If you relate to them too, watch your post and after workout meal plans. Reduce your fat consumption and include more proteins in your after workout meals. I recommend eating an apple before running. It gives the body some fiber, pectin, natural sugar, vitamin C, and a quick energy boost.
3 You hit the ground with your heels
There is nothing wrong with hitting the ground with the heels unless you feel an unbearable pain in your knees and calves. This can lead to serious knee injuries and poor performance. Make sure your strides are not too long. Shorter strides help to boost efficiency and lower your risk for getting leg injuries.
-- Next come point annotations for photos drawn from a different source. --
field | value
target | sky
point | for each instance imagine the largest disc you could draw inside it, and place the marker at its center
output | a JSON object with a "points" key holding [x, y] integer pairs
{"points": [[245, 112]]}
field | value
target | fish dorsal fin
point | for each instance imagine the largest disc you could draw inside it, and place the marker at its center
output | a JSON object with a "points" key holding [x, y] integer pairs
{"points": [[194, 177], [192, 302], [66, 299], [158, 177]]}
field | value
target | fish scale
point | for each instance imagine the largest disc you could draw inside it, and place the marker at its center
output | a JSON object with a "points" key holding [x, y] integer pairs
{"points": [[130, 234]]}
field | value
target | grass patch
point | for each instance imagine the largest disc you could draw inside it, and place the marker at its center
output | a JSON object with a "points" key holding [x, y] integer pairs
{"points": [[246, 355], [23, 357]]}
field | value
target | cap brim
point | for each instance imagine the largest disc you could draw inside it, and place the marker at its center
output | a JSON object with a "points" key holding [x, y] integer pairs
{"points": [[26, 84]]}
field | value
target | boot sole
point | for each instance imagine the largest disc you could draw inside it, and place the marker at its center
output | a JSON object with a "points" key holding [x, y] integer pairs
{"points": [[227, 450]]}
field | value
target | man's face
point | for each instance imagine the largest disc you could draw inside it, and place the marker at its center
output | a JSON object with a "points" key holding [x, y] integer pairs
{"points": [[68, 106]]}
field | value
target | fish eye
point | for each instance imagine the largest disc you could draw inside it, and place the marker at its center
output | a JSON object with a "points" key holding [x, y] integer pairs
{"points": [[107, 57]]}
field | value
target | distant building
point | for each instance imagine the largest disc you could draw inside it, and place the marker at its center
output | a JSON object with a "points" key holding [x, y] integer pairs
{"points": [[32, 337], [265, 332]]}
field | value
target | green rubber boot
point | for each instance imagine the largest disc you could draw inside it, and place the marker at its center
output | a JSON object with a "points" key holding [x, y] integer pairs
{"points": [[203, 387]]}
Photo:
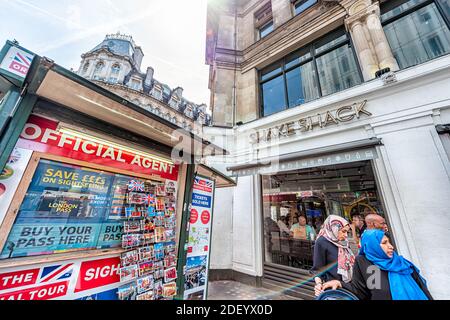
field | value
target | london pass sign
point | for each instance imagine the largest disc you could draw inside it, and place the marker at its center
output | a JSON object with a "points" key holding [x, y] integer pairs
{"points": [[307, 124]]}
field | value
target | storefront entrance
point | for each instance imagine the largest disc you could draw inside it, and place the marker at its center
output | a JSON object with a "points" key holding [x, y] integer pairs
{"points": [[296, 203]]}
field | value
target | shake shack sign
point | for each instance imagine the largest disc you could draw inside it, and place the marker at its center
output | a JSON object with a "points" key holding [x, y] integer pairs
{"points": [[307, 124]]}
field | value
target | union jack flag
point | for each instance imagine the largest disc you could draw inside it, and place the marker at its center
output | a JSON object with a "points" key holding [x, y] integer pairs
{"points": [[150, 199], [202, 182], [135, 185], [58, 272], [21, 63]]}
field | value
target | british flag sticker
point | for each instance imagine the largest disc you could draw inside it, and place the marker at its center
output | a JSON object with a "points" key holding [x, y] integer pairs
{"points": [[51, 283], [17, 62]]}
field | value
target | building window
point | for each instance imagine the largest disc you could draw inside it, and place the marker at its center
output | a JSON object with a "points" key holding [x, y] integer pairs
{"points": [[174, 103], [86, 67], [266, 29], [135, 84], [263, 20], [157, 94], [322, 68], [303, 5], [416, 30], [98, 70], [297, 203], [114, 77]]}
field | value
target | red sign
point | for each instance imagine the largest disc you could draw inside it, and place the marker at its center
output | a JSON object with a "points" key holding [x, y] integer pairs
{"points": [[203, 185], [98, 273], [194, 216], [45, 292], [11, 280], [280, 198], [206, 217], [41, 134]]}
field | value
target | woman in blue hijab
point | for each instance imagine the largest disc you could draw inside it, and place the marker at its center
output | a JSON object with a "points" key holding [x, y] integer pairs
{"points": [[380, 273]]}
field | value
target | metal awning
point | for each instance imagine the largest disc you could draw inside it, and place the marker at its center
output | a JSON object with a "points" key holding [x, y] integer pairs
{"points": [[354, 151], [222, 181]]}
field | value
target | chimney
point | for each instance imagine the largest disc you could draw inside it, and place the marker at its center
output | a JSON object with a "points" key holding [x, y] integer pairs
{"points": [[179, 92], [149, 77], [138, 56]]}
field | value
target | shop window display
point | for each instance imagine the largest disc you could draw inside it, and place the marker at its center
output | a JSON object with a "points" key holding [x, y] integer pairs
{"points": [[148, 267], [297, 203], [71, 208]]}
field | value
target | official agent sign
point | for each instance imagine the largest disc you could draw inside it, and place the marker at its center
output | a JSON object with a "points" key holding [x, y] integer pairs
{"points": [[198, 252], [307, 124], [41, 134]]}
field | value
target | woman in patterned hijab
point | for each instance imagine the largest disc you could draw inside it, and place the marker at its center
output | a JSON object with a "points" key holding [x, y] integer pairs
{"points": [[335, 229]]}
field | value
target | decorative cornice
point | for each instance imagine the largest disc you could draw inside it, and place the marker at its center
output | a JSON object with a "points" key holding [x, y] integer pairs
{"points": [[361, 16], [290, 34]]}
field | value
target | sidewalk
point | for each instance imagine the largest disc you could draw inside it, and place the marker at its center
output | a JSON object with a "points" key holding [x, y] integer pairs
{"points": [[230, 290]]}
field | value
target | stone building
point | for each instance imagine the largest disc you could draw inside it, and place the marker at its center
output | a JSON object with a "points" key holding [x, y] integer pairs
{"points": [[116, 65], [329, 107]]}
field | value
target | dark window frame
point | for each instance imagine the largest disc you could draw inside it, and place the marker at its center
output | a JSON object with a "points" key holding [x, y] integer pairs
{"points": [[297, 3], [260, 29], [311, 50], [391, 5]]}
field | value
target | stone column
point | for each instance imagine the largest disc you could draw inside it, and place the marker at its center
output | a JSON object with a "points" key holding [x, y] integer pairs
{"points": [[379, 40], [367, 60], [372, 47], [281, 12]]}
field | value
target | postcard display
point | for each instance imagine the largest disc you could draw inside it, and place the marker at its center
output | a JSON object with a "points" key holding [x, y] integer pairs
{"points": [[148, 267]]}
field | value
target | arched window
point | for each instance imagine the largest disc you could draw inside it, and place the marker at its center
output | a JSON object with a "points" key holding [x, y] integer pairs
{"points": [[115, 69], [98, 69], [86, 67]]}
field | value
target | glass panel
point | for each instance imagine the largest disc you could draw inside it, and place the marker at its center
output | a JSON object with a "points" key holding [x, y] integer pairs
{"points": [[302, 85], [264, 31], [445, 4], [71, 208], [273, 96], [298, 57], [328, 42], [303, 5], [406, 5], [270, 71], [296, 203], [337, 70], [418, 37]]}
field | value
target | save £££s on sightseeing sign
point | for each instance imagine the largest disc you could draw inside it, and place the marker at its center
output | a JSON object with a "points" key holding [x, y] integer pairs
{"points": [[198, 253], [83, 279], [41, 134]]}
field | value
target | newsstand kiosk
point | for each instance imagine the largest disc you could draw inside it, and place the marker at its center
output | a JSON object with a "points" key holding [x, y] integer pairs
{"points": [[92, 203]]}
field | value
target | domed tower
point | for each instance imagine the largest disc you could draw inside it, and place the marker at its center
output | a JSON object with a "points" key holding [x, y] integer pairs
{"points": [[116, 60]]}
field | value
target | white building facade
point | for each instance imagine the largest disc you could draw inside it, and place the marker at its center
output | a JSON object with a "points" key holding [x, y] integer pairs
{"points": [[381, 145]]}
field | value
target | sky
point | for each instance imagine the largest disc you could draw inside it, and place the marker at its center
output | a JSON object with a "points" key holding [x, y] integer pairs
{"points": [[171, 33]]}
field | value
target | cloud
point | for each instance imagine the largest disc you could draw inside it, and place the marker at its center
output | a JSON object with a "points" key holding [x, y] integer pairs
{"points": [[103, 28]]}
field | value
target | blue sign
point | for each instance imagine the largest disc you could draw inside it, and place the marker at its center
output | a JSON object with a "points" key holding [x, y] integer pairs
{"points": [[106, 295], [201, 200]]}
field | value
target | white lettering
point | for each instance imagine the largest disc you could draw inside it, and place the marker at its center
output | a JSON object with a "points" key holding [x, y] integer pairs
{"points": [[31, 127]]}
Read also – 7 Effective Ways to Drop 10 Pounds Running
4 You can’t stop flipping through your playlist
The playlist may be the last thing you think when getting ready for your running session. Sure, it is important to wear the right sneakers and outfit, but if you have a boring playlist, do not expect your run to be productive. You can spend your entire running session looking for the song that will improve your efficiency, but all in vain. Create a powerful playlist in advance.
5 You hunch your shoulders
Hunching your shoulders can not only affect your posture but your pace as well. Moreover, it promotes bad breathing and cramps. The next time you run, keep your shoulder blades down. This will help you improve your breathing and increase your pace and endurance. Sometimes, the smallest things matter the most.
6 You skip your post-run stretches
No matter how tired you are after your running session, you have to do a few quick post-run stretches to prevent muscle pain and boost your energy. 30 to 60 seconds will be enough to complete your run on a healthy note. If you do not feel like doing stretches, consider walking for at least three minutes.
Read also – 9 Best 5 Minute Butt and Leg Exercises
7 You feel run down and drained
If you feel drained and exhausted after each running session, it is one of the signs that you are running wrong. Running helps to increase energy; it does not lower it. Practice breathing techniques, find your ideal pace, stay hydrated, eat healthily and avoid texting and calling during your run. Another factor to consider is sleep. You need to get enough sleep each day. Furthermore, it is best to run in the morning rather than in the evening.
No one can tell you that you are running good or wrong, but you may feel a lot energized and happier as soon as you start running the right way. Fix the mistakes mentioned above and feel free to share your own experience and tips with us. Running has many health and weight loss benefits, so improving it can greatly contribute to your overall well-being.